Am 9. Februar 1851 wurde die erste „Advokatenkammer“ in Tirol gegründet. Der erste Präsident der neuen Advokatenkammer war der Innsbrucker Advokat Dr. Alfons von Wiedmann. Bemerkenswert: Zur Zeit der Gründung waren lediglich acht Advokaten, wie Rechtsanwälte damals genannt wurden, in Tirol tätig. Heute sind es rund 550 Rechtsanwälte.
Im Jahr 1868 wurde zudem das staatliche Ernennungsrecht aufgehoben und die Advokatur als Beruf freigegeben. Ab diesem Zeitpunkt konnte der Beruf Rechtsanwalt frei und von jedermann ausgeübt werden. Das bis dahin gültige Ernennungsrecht des Justizministers war somit Geschichte.
Mit der Freigabe des Berufs stieg auch die Bedeutung der Kammer als Organisation der Rechtsanwälte. Die im Jahr 1868 eingeführte Advokatenordnung ermöglichte erstmals die Selbstverwaltung der Rechtsanwaltschaft und damit die Unabhängigkeit gegenüber staatlichen Einflüssen. Ihre volle Autonomie erlangte die Rechtsanwaltschaft aber erst vier Jahre später, mit der Einführung einer eigenen Standesgerichtsbarkeit im Jahr 1872.
Im „Österreichischen Ständestaat" (1934-1938) kam es zum Verlust dieser Autonomie. Die Kammerfunktionäre wurden in dieser Zeit nicht mehr gewählt, sondern wiederum vom Justizminister bestellt. Ein gravierender Rückschritt. Mit dem Anschluss Österreichs an das Deutsche Reich (1938-1945) wurde die Autonomie des Anwaltsstandes vollständig beseitigt. Die Ernennung und Eintragung der Rechtsanwälte erfolgte während dieser Zeit durch den Reichsjustizminister.

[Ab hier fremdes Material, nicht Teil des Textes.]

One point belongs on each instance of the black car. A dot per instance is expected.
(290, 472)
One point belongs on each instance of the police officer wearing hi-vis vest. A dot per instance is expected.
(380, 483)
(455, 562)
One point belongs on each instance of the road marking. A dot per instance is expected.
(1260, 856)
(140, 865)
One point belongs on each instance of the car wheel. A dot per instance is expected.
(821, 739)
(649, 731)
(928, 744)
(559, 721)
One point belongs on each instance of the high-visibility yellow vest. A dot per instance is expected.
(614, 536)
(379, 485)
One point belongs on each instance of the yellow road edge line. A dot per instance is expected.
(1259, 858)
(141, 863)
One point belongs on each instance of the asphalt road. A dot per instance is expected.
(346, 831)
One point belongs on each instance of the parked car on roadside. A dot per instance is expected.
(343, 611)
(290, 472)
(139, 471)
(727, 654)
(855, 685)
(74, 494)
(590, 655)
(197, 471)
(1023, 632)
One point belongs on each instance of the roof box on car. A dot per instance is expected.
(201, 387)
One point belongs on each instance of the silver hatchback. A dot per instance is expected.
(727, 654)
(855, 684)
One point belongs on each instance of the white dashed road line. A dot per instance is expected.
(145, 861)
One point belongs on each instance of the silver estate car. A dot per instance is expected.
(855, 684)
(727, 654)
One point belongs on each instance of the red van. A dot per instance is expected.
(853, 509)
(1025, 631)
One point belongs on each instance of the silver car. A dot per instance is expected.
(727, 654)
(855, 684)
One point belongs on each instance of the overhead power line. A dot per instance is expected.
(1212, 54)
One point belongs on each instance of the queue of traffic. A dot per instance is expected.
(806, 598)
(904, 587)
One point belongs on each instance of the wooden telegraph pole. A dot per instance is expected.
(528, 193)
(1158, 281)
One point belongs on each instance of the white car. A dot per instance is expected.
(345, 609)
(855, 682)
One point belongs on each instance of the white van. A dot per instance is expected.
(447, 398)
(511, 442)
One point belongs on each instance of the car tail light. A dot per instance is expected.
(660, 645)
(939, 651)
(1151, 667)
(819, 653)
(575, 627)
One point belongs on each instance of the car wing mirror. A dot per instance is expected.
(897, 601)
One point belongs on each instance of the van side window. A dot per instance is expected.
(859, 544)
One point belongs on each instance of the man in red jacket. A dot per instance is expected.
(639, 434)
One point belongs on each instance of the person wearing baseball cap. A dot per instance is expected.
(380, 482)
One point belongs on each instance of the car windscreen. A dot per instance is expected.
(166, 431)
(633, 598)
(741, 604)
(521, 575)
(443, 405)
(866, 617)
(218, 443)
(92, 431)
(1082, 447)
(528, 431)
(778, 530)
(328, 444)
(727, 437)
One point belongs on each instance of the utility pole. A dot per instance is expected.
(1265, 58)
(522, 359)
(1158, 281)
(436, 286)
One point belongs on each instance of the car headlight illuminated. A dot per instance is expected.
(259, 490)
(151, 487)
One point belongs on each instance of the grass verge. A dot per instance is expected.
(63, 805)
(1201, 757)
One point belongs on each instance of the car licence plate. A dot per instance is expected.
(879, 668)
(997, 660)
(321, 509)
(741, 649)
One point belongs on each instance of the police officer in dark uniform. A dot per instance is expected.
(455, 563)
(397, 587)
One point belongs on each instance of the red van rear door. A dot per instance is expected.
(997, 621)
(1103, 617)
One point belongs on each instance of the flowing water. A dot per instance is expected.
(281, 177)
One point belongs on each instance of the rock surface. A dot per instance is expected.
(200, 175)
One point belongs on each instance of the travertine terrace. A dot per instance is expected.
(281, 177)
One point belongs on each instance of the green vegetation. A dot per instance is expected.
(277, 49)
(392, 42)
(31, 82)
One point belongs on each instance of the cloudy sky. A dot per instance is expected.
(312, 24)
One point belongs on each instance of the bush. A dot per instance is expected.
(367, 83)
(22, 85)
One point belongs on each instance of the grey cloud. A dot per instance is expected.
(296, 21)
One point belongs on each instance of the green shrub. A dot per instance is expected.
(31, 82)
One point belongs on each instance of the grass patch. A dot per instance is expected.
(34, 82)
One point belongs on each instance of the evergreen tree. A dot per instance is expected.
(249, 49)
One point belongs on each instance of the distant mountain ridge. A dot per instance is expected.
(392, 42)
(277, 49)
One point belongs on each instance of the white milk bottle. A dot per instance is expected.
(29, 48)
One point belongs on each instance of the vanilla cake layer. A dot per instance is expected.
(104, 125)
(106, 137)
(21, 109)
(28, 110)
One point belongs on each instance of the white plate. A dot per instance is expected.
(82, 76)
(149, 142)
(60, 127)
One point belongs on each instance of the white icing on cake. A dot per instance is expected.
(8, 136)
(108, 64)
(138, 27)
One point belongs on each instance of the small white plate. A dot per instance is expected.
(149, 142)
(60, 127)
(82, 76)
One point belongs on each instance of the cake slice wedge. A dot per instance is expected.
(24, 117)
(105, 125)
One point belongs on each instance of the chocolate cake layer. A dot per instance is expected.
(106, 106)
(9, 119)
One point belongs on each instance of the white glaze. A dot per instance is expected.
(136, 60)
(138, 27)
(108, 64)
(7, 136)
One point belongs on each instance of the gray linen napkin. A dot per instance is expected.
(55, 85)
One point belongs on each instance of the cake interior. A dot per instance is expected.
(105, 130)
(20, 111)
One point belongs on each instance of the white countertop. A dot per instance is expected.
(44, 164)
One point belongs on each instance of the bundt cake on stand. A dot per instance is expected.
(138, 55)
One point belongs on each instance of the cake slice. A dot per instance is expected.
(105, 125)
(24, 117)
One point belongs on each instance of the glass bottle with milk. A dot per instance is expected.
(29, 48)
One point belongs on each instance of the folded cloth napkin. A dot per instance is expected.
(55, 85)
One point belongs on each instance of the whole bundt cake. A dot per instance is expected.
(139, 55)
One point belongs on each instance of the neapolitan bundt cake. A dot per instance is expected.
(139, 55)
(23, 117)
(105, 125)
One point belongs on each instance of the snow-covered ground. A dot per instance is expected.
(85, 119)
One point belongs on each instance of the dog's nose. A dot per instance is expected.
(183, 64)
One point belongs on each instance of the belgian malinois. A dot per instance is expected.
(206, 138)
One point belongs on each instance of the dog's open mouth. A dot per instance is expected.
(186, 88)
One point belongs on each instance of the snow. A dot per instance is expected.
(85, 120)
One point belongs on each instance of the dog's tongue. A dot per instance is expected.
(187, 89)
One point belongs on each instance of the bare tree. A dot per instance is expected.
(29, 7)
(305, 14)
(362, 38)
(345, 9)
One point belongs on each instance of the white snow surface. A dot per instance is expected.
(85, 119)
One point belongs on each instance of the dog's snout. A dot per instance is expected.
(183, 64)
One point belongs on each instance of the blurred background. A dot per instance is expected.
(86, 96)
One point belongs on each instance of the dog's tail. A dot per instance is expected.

Nach Wiedereinführung der Österreichischen Bundesverfassung und Wiederherstellung der Demokratie im Jahr 1945 wurde das österreichische Anwaltsrecht wieder in Kraft gesetzt. Dr. Anton Cornet, bis zu seiner Enthebung 1938 Präsident der Tiroler Rechtsanwaltskammer, nahm ab September 1945 wieder die Führung der Kammergeschäfte auf. Drei Jahre später, am 21. Oktober 1948, fand nach elfjähriger Unterbrechung die erste ordentliche Vollversammlung aller eingetragenen Tiroler Rechtsanwälte statt. Die Weichen in Richtung Zukunft waren gestellt.
Die autonome Selbstverwaltung der Rechtsanwälte ist unverzichtbar in einer Demokratie. Denn nur eine freie und unabhängige Rechtsanwaltschaft kann die Interessen der Klienten wahren und vor staatlicher oder anderer Willkür schützen.